Music’s been going ballistic these past few years and it’s bloody excellent. Genre rulebooks are reduced to kindling, while bands like STORMO fuel the fire with their own brand of vigorous, noisy noise. On their fourth full-length, the Dolomite Alps natives have chosen to hone every destructive riff idea learned on the road with other aficionados of energetic dirge at such DIY activism-led events as Fluff Fest, and the result is beautifully cagey.
Musing on such fatal issues as death —ourselves as humans, and our crumbling ecological home around us—the lyric sheet reads like short poems of anguish. The staccato delivery of the opening to Disequilibrio (“Spazi bianchi, cancellati e riscritti, riempiti di tentativi in disequilibrio”) fittingly mimics the wording which, for English speakers, translates to “blank pages, deleted and written again, filled by compromised attempts.”
That futility is made all the more impassioned through various repetitions from vocalist Luca Rocco. In an even more visceral, but also spiritual, context Endocannibalismo refers to an Amazonian mourning ritual of consuming dead relatives to free souls. Needless to say, on the jumpy title track, Rocco laments “Ciò che conta non muore, ci avvolge, si nutre di noi” (“what matters doesn’t die, it envelops us, it feeds on us”). Wowee.
While his vocal chops maintain a similar register in the throaty-shout category, he occasionally delves into spoken word (Vipere, Ombre), and the song’s short bursts of rage make it more than withstandable. With that clocking in under two minutes, and none quite reaching four, the tracklist is crammed to full-burst with gnarly musical ideas.

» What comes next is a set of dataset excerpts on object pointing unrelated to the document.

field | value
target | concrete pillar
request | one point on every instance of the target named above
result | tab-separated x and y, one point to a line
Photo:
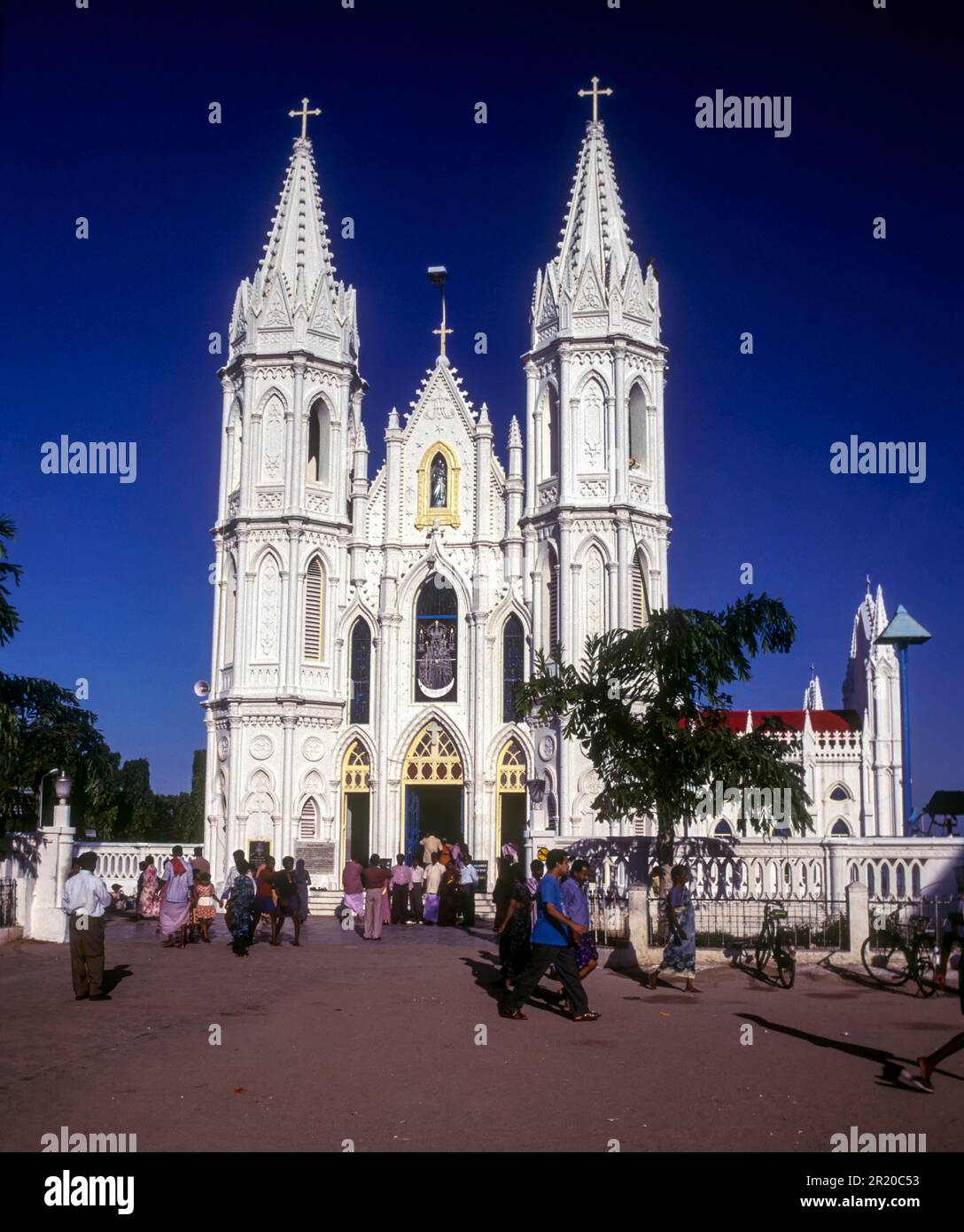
54	855
857	918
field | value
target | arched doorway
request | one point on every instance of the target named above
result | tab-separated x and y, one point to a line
509	785
356	803
433	779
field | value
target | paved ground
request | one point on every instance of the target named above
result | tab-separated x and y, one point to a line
376	1042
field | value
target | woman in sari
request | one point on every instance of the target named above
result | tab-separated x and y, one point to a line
242	915
680	953
175	903
148	903
302	880
265	897
512	922
448	897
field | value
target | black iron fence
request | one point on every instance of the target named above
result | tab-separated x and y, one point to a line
8	902
724	924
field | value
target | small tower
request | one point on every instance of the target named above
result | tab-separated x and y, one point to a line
872	688
293	461
595	524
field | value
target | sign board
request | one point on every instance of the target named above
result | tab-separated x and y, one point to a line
319	858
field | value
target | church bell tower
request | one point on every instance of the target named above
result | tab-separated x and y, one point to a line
595	524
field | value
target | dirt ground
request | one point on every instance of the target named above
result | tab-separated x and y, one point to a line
398	1046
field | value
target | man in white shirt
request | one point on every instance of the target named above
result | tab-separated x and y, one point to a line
468	885
433	878
85	900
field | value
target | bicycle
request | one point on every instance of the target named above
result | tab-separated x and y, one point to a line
891	957
776	941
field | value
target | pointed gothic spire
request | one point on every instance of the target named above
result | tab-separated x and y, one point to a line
595	226
812	697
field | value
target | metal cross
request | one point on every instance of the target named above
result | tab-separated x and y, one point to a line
595	94
443	331
304	113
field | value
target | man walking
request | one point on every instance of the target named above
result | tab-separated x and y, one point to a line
575	904
85	900
400	886
375	878
468	885
550	947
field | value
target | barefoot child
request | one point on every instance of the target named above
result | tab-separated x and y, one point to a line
680	953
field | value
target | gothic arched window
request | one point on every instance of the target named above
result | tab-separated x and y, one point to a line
641	599
315	612
319	444
638	428
550	435
230	607
514	656
361	672
436	641
439	483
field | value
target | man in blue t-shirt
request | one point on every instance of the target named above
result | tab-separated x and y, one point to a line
550	947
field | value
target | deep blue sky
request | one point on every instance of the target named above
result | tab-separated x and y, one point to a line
106	339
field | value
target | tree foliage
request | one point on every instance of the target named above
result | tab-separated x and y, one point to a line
649	708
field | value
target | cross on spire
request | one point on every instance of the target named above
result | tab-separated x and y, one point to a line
304	113
595	94
442	329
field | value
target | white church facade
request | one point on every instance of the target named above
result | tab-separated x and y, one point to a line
369	628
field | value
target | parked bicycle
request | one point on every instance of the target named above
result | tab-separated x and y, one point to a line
891	955
777	943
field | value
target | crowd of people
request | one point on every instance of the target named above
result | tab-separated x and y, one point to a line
436	887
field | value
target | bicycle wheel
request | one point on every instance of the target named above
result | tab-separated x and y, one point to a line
925	973
786	970
888	965
764	947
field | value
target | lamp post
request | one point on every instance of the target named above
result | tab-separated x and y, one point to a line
56	770
904	631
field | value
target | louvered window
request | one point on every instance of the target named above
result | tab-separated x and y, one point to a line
308	823
315	605
641	606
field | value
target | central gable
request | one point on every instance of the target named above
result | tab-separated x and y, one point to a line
439	456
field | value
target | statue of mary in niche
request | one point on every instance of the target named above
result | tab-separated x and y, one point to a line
439	482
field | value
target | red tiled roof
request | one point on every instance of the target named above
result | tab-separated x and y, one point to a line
820	720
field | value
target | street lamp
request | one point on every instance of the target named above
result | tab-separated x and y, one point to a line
56	770
904	631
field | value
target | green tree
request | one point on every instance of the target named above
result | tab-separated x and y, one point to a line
136	814
9	572
649	708
51	729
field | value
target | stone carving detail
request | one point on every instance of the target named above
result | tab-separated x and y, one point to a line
272	441
595	574
594	433
262	747
313	749
548	495
270	597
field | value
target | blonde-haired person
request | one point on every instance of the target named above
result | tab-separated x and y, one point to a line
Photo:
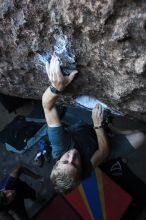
79	148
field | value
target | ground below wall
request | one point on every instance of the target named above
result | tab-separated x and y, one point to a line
108	39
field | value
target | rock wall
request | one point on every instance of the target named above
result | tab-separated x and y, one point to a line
109	38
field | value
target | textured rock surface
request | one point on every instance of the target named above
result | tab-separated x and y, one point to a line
109	39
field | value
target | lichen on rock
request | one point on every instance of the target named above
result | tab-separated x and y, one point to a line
108	39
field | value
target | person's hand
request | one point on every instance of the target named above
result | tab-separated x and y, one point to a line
97	115
55	75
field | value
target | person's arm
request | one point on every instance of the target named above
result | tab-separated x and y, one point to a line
23	170
6	216
59	82
103	145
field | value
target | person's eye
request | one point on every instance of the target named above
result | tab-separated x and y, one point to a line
65	161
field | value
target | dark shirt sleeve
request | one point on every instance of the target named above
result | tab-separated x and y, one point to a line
61	141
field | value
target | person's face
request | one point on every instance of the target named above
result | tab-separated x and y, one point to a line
70	162
8	196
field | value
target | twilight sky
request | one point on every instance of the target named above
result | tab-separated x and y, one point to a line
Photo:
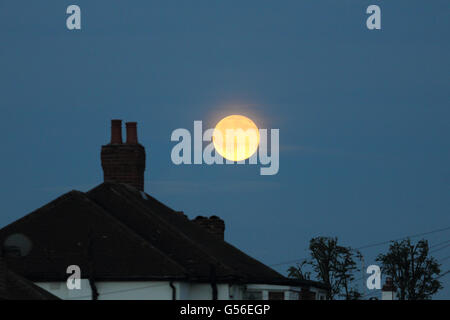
363	115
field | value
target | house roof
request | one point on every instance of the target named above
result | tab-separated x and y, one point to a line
115	232
15	287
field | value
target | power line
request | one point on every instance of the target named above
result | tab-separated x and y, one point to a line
410	236
439	244
373	244
442	248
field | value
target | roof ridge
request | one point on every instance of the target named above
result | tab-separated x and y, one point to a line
143	208
132	232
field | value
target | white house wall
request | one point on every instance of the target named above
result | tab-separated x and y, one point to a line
162	290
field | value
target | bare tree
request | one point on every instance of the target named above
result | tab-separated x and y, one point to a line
414	272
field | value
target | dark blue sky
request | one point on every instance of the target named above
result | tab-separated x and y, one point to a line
363	115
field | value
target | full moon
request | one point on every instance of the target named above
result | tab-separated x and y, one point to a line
236	138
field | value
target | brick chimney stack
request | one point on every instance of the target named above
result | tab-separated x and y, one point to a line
214	225
2	275
124	163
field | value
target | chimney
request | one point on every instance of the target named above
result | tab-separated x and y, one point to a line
389	291
124	163
131	133
213	225
2	276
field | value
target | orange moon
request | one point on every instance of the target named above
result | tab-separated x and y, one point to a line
236	138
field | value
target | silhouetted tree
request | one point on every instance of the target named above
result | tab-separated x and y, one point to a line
333	265
414	272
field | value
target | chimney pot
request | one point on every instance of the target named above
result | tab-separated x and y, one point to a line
116	131
124	163
131	133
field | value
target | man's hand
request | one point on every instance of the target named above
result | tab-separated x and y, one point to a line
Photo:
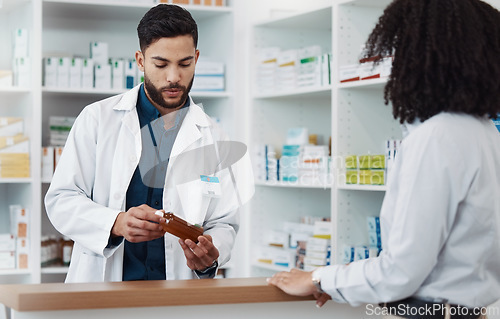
298	283
138	224
199	256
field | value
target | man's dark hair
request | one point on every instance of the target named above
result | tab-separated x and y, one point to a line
446	57
166	21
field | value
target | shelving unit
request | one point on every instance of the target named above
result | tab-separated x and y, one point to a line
22	102
66	27
274	113
361	122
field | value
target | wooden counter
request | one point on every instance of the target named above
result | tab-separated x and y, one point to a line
242	298
61	296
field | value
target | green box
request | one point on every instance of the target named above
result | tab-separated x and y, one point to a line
377	177
351	162
365	161
377	162
351	177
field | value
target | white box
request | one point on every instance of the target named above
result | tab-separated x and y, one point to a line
130	74
22	253
10	126
88	73
75	73
47	163
7	260
209	68
102	76
6	78
118	74
99	52
50	72
57	154
21	43
22	72
7	242
63	66
208	83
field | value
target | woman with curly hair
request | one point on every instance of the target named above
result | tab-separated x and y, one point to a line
440	219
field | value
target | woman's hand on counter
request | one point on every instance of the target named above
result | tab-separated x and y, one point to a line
298	283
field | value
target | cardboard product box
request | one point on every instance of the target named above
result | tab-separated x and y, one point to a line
102	73
47	163
7	242
7	259
130	74
57	154
63	67
75	73
118	74
349	73
21	43
22	72
87	73
19	218
99	52
50	72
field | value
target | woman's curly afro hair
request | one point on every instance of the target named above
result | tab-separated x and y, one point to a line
446	57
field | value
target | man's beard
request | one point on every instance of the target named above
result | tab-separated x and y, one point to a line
156	96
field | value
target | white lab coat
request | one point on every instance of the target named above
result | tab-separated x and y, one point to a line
92	177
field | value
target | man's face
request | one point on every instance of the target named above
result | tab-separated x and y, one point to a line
168	65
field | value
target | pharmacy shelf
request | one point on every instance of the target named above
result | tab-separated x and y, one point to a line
270	266
375	84
373	188
292	184
321	92
16	180
14	90
63	91
110	10
55	270
366	3
13	272
314	19
7	5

PV77 is frantic and squawking with tremolo-picked runs buzzing over the top of a punchy bass tone. The subtle pace changes of Spire are really quite marvellous. Luckily you get a short breather with melancholic scramz-inspired cut Anabasi. As for the guitar’s ricochet effect, there’s a tonne of real whiplash moments: Frame’s scrambled main lead lick and its “whee-oo, whee-oo” dischords, or a delectably quick neck slide riff to closer Sopravvivenze e Forme, which is given only short airtime before similar scatterbrain ideas pop off all over the gaff.
It certainly ends as it starts: unbridled chaos. On those lines, even opener Valichi Olitre doesn’t stick to its jaunty guitar intro for too long. It may fool you into thinking STORMO is a country-inspired garage rock outfit (now there’s an idea), until the chugging and dissonant chords welcome in impending blastbeats that Stefano Rutolini brings out for show-and-tell at will. Sorte is also a staunch highlight. If you like your ‘90s early metalcore slathered on thick: it’ll be for you. They have toured with Converge after all.
If there’s a brazen fault, it’s the bizarre AI-generated album cover. In my eyes at least, there’s a deathly concept in the whole AI discourse in that it’s so dull I’d rather it be put to bed. Perhaps that’s what they were going for? Either way, the music talks the talk, though doesn’t so much walk the walk rather runs around frenzied with scissors. That’s certainly what they were going for, and the half-hour headrush is worth it.
For fans of: Honningbarna, Botch, Birds In Row
‘Endocannibalismo’ by STORMO is released on 10th February on Prosthetic Records.